Personally speaking, saving a special dist-tag to package.json doesn't seem a good idea to me. "beta" or "beta-2" can be acceptable, but what if "latest"? It could point to any version of the package, and it's extremely unpredictable without lockfile.
Normally, installing a pkg simply using npm i pkg
and saving the semantic version(say ^1.1.2
) into package.json are safe, compatible and reasonable. The same behavior runs predictable when using npm i pkg@latest
too.
But what if I want a latest tag in my package.json? For now, the only way is to manually change the ^1.1.2
to latest
. Of course, latest
may not be a proper and normal case, latest-x
would be much better.
This RFC is to meet the requirement above. If I want a pkg@latest-x
in my package.json, I can use npm i pkg@latest-x --save-tag
to clarify my intention. If I want a semantic version of pkg@latest-x
, then I shall use npm i pkg@latest-x
It’s very true that saving any tag - not just latest - will open the user up to silent breaking changes, which is why saving anything but a semver range to package.json is a bad practice.
What is your use case where you need to depend on the tag, but can’t depend on a semver range based on what it resolves to?
What is your use case where you need to depend on the tag, but can’t depend on a semver range based on what it resolves to?
Automated prereleases for PRs is my use case. We have a tool which publishes on PRs with a generated prerelease and a dist-tag to track it. So you can say "I want to depend on the work happening in this pr, even it if is changed". Today you need to manually edit the package.json
, instead I would like my automated tooling to comment on the pr with "to test this, run npm i pkg@pr-tag --save-tag
".
Additionally, I think there is very little difference between *
and latest
in that it allows a user to opt into possibly breaking changes, so I am not sure there is any new risk here.

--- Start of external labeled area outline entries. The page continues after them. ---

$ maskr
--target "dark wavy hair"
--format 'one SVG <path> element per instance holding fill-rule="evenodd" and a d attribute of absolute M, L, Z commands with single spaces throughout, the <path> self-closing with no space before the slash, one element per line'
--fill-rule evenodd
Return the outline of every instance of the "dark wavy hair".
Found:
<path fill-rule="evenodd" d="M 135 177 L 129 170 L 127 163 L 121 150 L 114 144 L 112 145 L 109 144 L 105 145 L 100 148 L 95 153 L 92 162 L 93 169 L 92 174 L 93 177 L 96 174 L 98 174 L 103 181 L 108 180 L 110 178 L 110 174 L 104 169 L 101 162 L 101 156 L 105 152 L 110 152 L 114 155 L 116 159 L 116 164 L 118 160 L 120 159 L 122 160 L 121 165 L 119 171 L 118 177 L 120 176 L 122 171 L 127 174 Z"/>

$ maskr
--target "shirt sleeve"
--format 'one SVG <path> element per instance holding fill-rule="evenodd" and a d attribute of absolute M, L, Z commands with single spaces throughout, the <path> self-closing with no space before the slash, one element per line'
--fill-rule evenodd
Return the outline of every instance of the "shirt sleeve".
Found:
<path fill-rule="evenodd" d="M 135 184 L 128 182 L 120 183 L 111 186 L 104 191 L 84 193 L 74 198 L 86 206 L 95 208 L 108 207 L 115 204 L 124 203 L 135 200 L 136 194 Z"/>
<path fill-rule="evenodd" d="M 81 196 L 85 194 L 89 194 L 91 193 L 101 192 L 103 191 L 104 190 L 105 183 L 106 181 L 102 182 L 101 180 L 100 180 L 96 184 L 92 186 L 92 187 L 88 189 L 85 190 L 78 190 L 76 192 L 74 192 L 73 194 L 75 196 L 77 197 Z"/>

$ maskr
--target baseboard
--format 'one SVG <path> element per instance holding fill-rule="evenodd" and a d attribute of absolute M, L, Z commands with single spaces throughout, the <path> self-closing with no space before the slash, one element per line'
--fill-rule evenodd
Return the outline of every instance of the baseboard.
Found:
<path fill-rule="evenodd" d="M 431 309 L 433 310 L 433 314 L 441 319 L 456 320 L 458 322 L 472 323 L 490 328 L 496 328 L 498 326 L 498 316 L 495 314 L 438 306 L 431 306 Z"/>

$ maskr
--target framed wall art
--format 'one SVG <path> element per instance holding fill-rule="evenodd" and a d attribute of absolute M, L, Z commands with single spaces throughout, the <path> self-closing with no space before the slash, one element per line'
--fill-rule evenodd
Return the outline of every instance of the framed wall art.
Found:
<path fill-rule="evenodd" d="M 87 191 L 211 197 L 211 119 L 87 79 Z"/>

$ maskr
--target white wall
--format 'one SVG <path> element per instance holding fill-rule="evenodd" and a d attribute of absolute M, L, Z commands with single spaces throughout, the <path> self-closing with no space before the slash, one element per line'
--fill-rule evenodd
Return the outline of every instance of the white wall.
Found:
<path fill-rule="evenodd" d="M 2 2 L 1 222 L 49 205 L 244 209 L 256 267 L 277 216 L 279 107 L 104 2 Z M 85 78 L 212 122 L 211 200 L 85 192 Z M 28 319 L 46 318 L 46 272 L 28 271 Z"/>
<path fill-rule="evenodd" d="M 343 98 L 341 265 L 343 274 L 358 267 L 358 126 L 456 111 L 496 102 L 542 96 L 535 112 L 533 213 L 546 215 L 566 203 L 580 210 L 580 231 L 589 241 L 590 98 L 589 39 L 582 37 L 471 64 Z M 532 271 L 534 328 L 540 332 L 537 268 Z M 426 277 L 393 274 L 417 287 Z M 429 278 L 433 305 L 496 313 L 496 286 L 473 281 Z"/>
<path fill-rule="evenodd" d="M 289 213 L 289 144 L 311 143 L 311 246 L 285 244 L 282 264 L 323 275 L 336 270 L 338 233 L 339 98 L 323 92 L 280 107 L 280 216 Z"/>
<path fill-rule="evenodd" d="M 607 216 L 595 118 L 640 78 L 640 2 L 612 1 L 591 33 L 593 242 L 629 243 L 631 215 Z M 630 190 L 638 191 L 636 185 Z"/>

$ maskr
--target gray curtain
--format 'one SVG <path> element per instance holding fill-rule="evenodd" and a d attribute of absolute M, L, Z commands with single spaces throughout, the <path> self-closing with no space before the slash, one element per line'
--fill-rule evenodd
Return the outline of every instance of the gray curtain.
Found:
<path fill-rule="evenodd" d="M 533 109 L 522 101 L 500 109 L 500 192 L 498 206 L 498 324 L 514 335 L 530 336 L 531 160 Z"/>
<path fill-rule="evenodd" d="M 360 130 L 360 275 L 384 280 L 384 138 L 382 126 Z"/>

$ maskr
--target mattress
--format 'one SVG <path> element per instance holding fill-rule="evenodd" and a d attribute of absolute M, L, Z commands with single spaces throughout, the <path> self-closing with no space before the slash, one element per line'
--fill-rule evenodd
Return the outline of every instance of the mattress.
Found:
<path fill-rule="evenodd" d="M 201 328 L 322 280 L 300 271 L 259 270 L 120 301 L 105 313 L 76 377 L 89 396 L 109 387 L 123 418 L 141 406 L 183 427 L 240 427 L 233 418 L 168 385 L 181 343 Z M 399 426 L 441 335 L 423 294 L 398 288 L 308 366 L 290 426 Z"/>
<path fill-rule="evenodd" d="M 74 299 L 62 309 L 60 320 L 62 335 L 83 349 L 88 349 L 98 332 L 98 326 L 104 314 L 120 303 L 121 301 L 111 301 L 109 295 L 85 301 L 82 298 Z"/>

And to be clear, I do not think it is a best practice to do *
or latest
or any dist tag in a production app or library. But again, it is already possible and frowned upon so this opens new UX while not introducing new risk of misuse.
@ljharb We know */latest is bad practice, but in same case, we trust the tag, like dev
tag or stable
tag. So let we have the choice to use --save-tag
or not
Why do you trust the tag? There's the same lack of guarantee as latest
has.
Because the tag is generate by myself or platform i trust.
In the pre-release scenario,semver may not works well. If I have two dev branch, foo and bar, I'll release two version, 1.0.0-foo.alpha.0 and 1.0.0-bar.alpha.0. If ^1.0.0-foo.alpha.0 save to the package.json, 1.0.0-bar.alpha.0 will install. So in this case should save dust-tag to package.json.
It's just for the test case, at last should release the latest version and modify the package.json.
Having multiple release channels on the same major, let alone minor and patch, seems like an untenable use of semver to me.
The bug fix
/new feature
will release in a new version, but not know in dev stage. Do we have best practice for this scenario?
I'm not sure what you mean. If you have a bugfix, it's a patch; if it's a new feature, it's a minor; and if you don't want people to get those freely, then bump the major so they don't.
Let me try to get this straight. There are several popular npm packages that are not obey SEMVER rules, such as TypeScript (read more), Runing npm i typescript
and saving the typescript@^4.7.4
won't always be safe for my project. The solution to this situation will be using patch versions, which npm doesn't support for now.
This RFC provides a best practice, if these prerequisites below are met, (take TypeScript for example):
- TypeScript add dist-tags for each incompatible minor or patch versions, like
tag-47
for4.7.x
,tag-48
for4.8.x
etc. - npm provides a way to save tag if this is actually I want, like
--save-tag
.
The best practice of using TypeScript should be npm i typescript@tag-47 --save-tag
, because only this way can I prevent my project from ci/cd failures when typescript team publishs 4.9.x
and break some features I'm using.
FYI @ljharb @wesleytodd
No, the best practice for TS (and react) is to use ~, not ^.